Хуже того: если узнают, что книгу взял ты, и решат заняться нами… тобой…
Папа никогда его не бил, даже не шлепал, но сейчас он смотрит на Чижа так, что Чиж вздрагивает, ожидая удара. Но папа судорожно стискивает Чижа в объятиях – до того неистово, что Чиж не в силах дохнуть. Обнимает его крепко-крепко, а у самого руки дрожат.
Тут Чиж все понимает – перед ним будто дверь открылась. Вот почему папа всегда так осторожен, вот почему он заставляет Чижа ходить одной и той же дорогой, запрещает гулять одному. Вот почему он так быстро прибежал на помощь. Опасно не только изучать Китай или отправляться на поиски японских сказок. Опасно выглядеть как он, Чиж, и всегда было опасно. Опасно быть маминым сыном, сразу по нескольким причинам. Папа всегда об этом помнил, всегда готовился к чему-то подобному, всегда был настороже. Боялся, что однажды кто-то, заглянув Чижу в лицо, увидит в нем врага. Признают в нем маминого сына, по крови и по духу, и заберут.
Чиж обхватывает папу руками, и папа обнимает его еще крепче.
Тот старик в пиццерии, спрашивает Чиж с расстановкой, что он сказал?
«Он один из нас», – отвечает папа глухо, зарывшись ему в макушку, и слова его отдаются эхом у Чижа в голове. И старик прав. То есть от такого и ты не застрахован, это и с тобой может случиться.
Папа чуть отстраняется, смотрит на Чижа с расстояния вытянутой руки.
Вот почему я тебе все время твержу, Ной: не высовывайся. Не привлекай внимания.
Хорошо, обещает Чиж.
Папа идет к раковине, подставляет разбитые пальцы под струю ледяной воды. И, чувствуя, что дверца между ними еще приоткрыта, Чиж пытается просочиться в щель.

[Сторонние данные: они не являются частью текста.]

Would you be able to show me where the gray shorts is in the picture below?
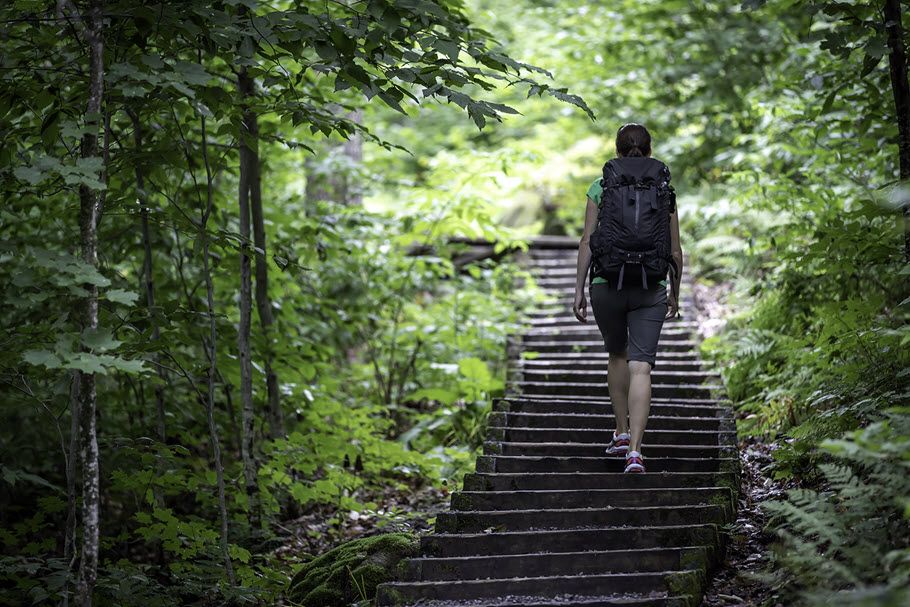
[590,283,667,369]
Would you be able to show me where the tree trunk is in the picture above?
[884,0,910,262]
[199,110,237,586]
[129,112,167,456]
[339,109,363,206]
[237,67,259,533]
[239,77,285,438]
[63,371,80,607]
[76,0,104,607]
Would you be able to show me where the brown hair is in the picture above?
[616,122,651,156]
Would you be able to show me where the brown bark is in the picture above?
[199,111,237,586]
[63,372,80,607]
[76,0,104,607]
[244,79,285,438]
[884,0,910,261]
[237,67,259,533]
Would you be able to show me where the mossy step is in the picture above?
[384,592,698,607]
[420,523,720,557]
[525,337,698,358]
[509,370,719,384]
[287,533,420,607]
[528,312,698,331]
[476,455,739,474]
[486,426,735,445]
[493,394,730,417]
[377,569,705,605]
[487,411,720,432]
[435,504,733,533]
[452,487,733,511]
[506,378,722,398]
[510,358,719,384]
[497,394,732,408]
[521,323,692,344]
[483,440,737,458]
[402,546,711,582]
[493,401,725,420]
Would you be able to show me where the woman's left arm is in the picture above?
[667,212,682,318]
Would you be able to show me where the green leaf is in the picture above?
[103,289,139,306]
[82,327,123,352]
[408,388,458,405]
[22,350,62,369]
[63,352,107,375]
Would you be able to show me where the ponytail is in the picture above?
[616,122,651,157]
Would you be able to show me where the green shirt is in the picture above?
[588,177,667,286]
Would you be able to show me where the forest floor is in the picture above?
[276,485,450,560]
[694,281,786,607]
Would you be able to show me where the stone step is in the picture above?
[511,368,720,386]
[522,323,692,343]
[497,394,732,406]
[487,411,720,431]
[384,592,698,607]
[483,442,736,458]
[507,380,722,398]
[420,523,720,560]
[407,546,712,581]
[508,366,721,384]
[487,426,736,445]
[436,504,733,536]
[510,358,719,372]
[464,472,738,491]
[526,315,698,333]
[476,456,739,474]
[452,487,733,511]
[493,394,727,417]
[523,337,698,358]
[376,570,705,606]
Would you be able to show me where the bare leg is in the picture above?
[607,352,632,434]
[628,360,651,451]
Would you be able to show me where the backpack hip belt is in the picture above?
[610,247,657,291]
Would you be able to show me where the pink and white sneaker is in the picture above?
[607,431,632,455]
[625,451,645,472]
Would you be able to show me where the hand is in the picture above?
[572,291,588,322]
[665,292,679,318]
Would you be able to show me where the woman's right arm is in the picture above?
[572,196,597,322]
[667,212,682,318]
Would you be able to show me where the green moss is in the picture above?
[666,569,705,597]
[679,546,708,569]
[287,533,419,607]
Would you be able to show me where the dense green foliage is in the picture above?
[0,0,910,605]
[288,533,419,607]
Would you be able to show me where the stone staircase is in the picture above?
[377,238,739,607]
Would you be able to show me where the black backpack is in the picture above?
[590,156,676,290]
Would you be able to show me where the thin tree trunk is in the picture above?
[339,109,363,206]
[199,116,237,586]
[63,372,80,607]
[238,72,285,438]
[76,0,104,607]
[129,112,167,456]
[884,0,910,262]
[237,67,260,533]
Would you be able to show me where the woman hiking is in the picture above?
[572,123,683,472]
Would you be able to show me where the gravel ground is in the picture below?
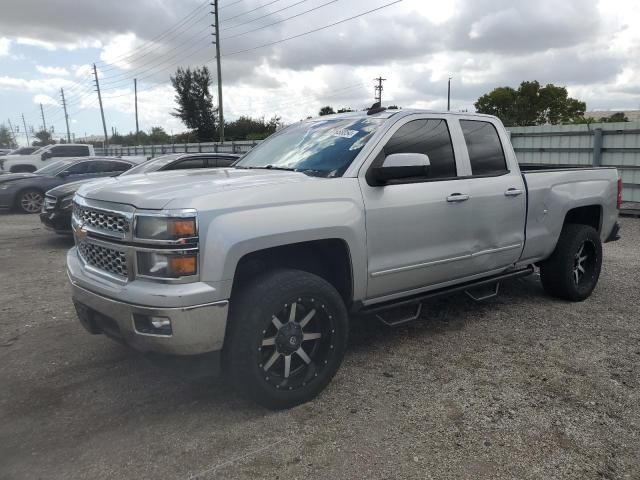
[0,215,640,479]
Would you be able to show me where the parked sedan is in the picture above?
[40,153,240,235]
[0,157,140,213]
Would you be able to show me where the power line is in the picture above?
[222,0,338,40]
[220,0,244,10]
[220,0,309,32]
[222,0,402,57]
[97,25,210,85]
[99,43,209,90]
[98,0,209,70]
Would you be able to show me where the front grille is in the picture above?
[44,195,58,212]
[77,240,128,278]
[73,203,129,236]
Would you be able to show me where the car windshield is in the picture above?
[33,160,77,175]
[120,153,182,176]
[235,117,384,177]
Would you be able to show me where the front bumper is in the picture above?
[604,222,620,243]
[67,248,229,355]
[40,210,71,234]
[0,188,16,210]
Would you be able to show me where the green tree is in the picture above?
[171,66,217,142]
[475,80,586,126]
[318,105,336,117]
[0,124,16,148]
[599,112,629,123]
[31,130,56,147]
[224,115,282,140]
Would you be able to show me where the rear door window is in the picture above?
[163,157,205,170]
[208,157,237,167]
[460,120,508,175]
[85,160,131,173]
[65,162,90,175]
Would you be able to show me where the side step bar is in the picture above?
[357,265,534,318]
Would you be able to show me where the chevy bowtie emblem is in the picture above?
[73,222,87,240]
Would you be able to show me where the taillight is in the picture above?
[616,178,622,210]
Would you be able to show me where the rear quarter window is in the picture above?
[460,120,508,175]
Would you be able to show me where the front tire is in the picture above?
[223,270,348,409]
[540,224,602,302]
[16,188,44,213]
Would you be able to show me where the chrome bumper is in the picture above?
[69,276,229,355]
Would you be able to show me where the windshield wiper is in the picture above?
[234,165,297,172]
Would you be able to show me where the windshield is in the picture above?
[235,117,384,177]
[33,160,77,175]
[120,153,182,176]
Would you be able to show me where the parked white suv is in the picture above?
[0,143,95,173]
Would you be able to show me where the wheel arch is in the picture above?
[231,238,354,307]
[563,204,602,233]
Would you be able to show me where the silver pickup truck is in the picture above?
[67,108,621,408]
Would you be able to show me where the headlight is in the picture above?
[138,252,198,278]
[60,193,73,210]
[135,215,198,240]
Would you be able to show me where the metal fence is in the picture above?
[508,122,640,202]
[96,122,640,202]
[95,140,260,157]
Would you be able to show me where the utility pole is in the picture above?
[93,63,109,148]
[374,77,387,106]
[133,78,140,144]
[211,0,224,143]
[7,118,18,147]
[60,88,71,143]
[40,104,47,132]
[22,113,29,147]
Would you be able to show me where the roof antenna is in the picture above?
[367,102,386,115]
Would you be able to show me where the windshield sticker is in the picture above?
[331,128,358,138]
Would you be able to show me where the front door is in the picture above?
[360,116,473,299]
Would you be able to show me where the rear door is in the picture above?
[460,117,527,273]
[359,115,473,299]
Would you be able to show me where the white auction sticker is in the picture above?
[331,128,358,138]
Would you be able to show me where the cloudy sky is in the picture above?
[0,0,640,143]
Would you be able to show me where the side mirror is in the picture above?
[373,153,431,185]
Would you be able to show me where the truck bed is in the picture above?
[521,166,618,263]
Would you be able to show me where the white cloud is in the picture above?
[16,37,56,52]
[0,76,72,93]
[36,65,69,76]
[0,37,11,57]
[33,93,59,106]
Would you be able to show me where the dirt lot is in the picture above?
[0,214,640,479]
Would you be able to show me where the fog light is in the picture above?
[149,317,171,329]
[133,315,173,336]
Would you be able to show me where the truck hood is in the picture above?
[78,168,323,210]
[0,173,40,183]
[47,178,105,198]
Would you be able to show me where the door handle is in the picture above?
[504,187,524,197]
[447,193,469,203]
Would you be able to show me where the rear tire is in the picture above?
[540,224,602,302]
[16,188,44,213]
[223,270,348,409]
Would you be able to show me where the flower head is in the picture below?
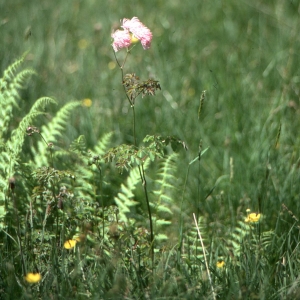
[64,240,78,249]
[245,213,261,223]
[216,260,225,269]
[111,29,131,52]
[122,17,152,50]
[24,273,42,283]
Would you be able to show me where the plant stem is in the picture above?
[113,48,154,269]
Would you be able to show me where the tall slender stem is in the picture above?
[113,48,154,269]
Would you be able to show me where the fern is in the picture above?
[114,159,149,223]
[0,56,54,227]
[151,153,177,240]
[0,56,35,138]
[32,101,80,168]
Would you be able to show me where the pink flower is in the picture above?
[122,17,152,50]
[111,30,131,52]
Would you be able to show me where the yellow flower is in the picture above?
[245,213,261,223]
[82,98,93,107]
[64,240,77,249]
[216,260,225,269]
[24,273,42,283]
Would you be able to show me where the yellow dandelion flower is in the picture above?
[73,235,81,242]
[24,273,42,283]
[216,260,225,269]
[81,98,93,107]
[64,240,77,249]
[245,213,261,223]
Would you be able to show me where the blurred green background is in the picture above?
[0,0,300,222]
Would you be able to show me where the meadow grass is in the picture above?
[0,0,300,299]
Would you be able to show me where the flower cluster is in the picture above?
[64,237,81,250]
[111,17,152,52]
[245,213,261,223]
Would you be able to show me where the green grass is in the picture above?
[0,0,300,299]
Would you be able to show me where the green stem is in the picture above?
[113,48,154,269]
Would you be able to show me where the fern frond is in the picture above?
[0,57,35,137]
[33,101,81,167]
[151,152,177,238]
[114,166,146,223]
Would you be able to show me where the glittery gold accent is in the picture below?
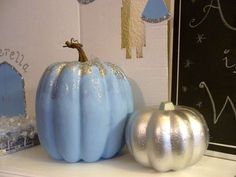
[121,0,147,59]
[92,59,107,76]
[106,63,125,79]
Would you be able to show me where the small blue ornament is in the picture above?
[142,0,170,23]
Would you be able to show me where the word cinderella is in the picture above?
[0,49,29,72]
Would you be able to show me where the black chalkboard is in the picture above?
[172,0,236,154]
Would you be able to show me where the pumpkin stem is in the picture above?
[63,38,88,62]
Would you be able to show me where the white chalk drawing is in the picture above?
[196,34,206,44]
[184,60,194,68]
[189,0,236,31]
[222,49,236,74]
[196,101,203,108]
[199,81,236,124]
[182,86,188,92]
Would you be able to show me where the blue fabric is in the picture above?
[142,0,169,22]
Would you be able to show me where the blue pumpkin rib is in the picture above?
[36,64,61,159]
[80,66,110,162]
[102,66,127,158]
[53,64,81,162]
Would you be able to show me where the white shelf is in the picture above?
[0,146,236,177]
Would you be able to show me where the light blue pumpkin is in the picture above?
[36,40,133,162]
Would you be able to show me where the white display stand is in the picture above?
[0,146,236,177]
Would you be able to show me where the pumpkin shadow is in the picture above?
[128,78,145,110]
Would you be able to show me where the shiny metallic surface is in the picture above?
[126,103,209,171]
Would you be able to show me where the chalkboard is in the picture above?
[172,0,236,154]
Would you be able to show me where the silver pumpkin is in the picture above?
[126,102,209,172]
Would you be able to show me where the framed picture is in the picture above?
[172,0,236,160]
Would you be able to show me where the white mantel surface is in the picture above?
[0,146,236,177]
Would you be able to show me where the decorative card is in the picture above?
[172,0,236,159]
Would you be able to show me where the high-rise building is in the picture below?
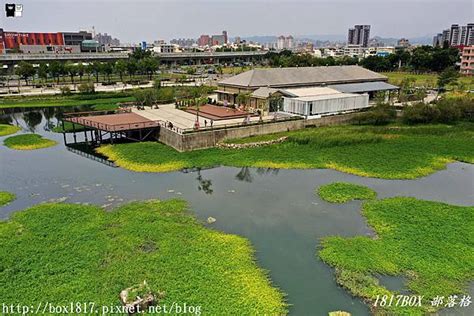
[347,25,370,47]
[94,33,120,46]
[197,34,211,47]
[449,24,461,46]
[222,31,228,44]
[397,38,410,47]
[433,23,474,46]
[460,45,474,76]
[277,35,295,50]
[197,31,228,46]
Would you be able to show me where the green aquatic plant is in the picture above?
[3,134,57,150]
[0,124,20,136]
[97,123,474,179]
[319,197,474,315]
[0,191,16,207]
[0,200,287,315]
[317,182,377,203]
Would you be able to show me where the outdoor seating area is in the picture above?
[185,104,259,121]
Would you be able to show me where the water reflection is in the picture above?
[235,167,280,183]
[0,108,474,316]
[235,167,253,183]
[196,168,214,194]
[23,111,43,133]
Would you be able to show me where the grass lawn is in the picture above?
[0,200,286,315]
[382,71,474,90]
[0,124,20,136]
[318,182,377,203]
[52,121,87,133]
[0,191,16,206]
[319,193,474,315]
[3,134,57,150]
[98,123,474,179]
[0,93,135,111]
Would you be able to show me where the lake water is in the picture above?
[0,109,474,315]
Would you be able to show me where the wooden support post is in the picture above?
[72,122,77,144]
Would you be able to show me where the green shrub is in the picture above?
[59,86,71,95]
[317,182,377,203]
[77,82,95,94]
[352,103,397,125]
[402,102,440,124]
[436,102,461,124]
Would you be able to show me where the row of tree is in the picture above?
[268,46,459,72]
[3,49,159,85]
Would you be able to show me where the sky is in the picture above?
[0,0,474,43]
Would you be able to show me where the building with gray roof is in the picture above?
[216,65,398,116]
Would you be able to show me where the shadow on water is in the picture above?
[0,108,474,315]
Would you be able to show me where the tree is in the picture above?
[438,67,459,94]
[100,63,114,83]
[138,57,158,80]
[64,62,77,84]
[77,63,86,81]
[49,61,64,84]
[129,47,151,61]
[235,93,250,107]
[89,61,102,83]
[135,89,156,107]
[114,59,127,82]
[16,61,36,85]
[38,63,49,82]
[127,59,138,80]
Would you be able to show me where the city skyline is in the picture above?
[0,0,474,43]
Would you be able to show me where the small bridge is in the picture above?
[62,109,160,145]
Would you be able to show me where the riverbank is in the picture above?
[319,184,474,315]
[97,123,474,179]
[3,134,58,150]
[0,92,131,111]
[0,124,20,136]
[0,191,16,207]
[0,200,286,315]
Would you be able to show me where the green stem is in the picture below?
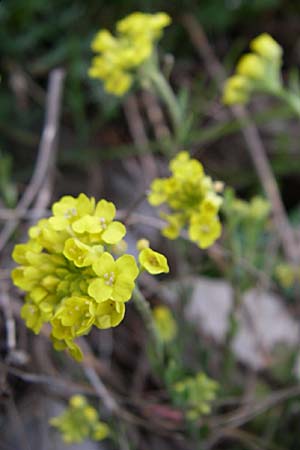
[132,286,162,359]
[149,69,182,135]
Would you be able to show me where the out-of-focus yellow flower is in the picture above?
[50,395,109,444]
[12,194,167,360]
[139,248,170,275]
[236,53,265,80]
[148,151,223,248]
[223,33,282,105]
[136,239,150,252]
[89,12,171,96]
[250,33,282,61]
[223,75,250,105]
[152,305,177,343]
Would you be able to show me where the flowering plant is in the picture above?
[12,194,169,360]
[89,12,171,96]
[148,151,222,248]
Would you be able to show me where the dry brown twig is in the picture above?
[183,14,300,263]
[0,69,64,252]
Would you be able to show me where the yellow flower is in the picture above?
[116,12,171,39]
[136,239,150,252]
[50,395,109,444]
[223,33,282,105]
[139,248,170,275]
[88,252,139,302]
[88,12,171,96]
[148,151,222,248]
[236,53,266,80]
[223,75,250,105]
[189,213,222,249]
[153,305,177,343]
[250,33,282,61]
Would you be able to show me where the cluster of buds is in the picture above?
[89,12,171,96]
[12,194,169,360]
[223,33,282,105]
[148,151,223,248]
[152,305,177,344]
[50,395,109,444]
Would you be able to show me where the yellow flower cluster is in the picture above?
[148,151,222,248]
[12,194,169,360]
[89,12,171,96]
[223,33,282,105]
[174,372,219,420]
[153,305,177,343]
[50,395,109,444]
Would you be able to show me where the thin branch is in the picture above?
[183,14,300,263]
[0,69,64,252]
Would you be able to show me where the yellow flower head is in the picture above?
[153,305,177,343]
[236,53,266,80]
[50,395,109,444]
[89,12,171,96]
[223,75,250,105]
[250,33,282,61]
[148,151,223,248]
[139,248,170,275]
[223,33,282,105]
[12,194,139,359]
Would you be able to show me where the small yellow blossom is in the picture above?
[136,239,150,252]
[88,12,171,97]
[223,75,250,105]
[12,194,164,360]
[236,53,265,80]
[223,33,282,105]
[148,151,223,248]
[250,33,282,61]
[50,395,109,444]
[153,305,177,343]
[139,248,170,275]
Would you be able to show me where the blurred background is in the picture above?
[0,0,300,450]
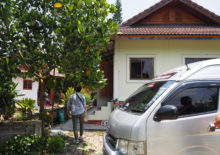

Мама любила кошек? – спрашивает он.
Папа застывает на месте. Что? – переспрашивает он, будто Чиж заговорил на чужом языке, одном из немногих ему неведомых.
Кошек, повторяет Чиж. Любила мама кошек?
Папа неторопливо закрывает кран. Почему ты об этом спрашиваешь?
Просто интересно, отвечает Чиж. Любила?
Папа окидывает быстрым взглядом комнату, как всегда, если речь заходит о маме. За окном тишина, лишь где-то вдалеке гудит сирена.
Кошек, повторяет папа, разглядывая изодранную, покрасневшую руку. Любила. Обожала.
Давно Чиж не видел у него такого пристального взгляда. Будто с глаз у него упала пелена и он разглядел в лице Чижа что-то необычное.
Мяо, произносит папа с расстановкой, – ее фамилия.
И выводит пальцем в пыли на книжной полке иероглиф: разделенный на четыре части квадрат – поле, а над ним – горизонтальная черта и две поперек.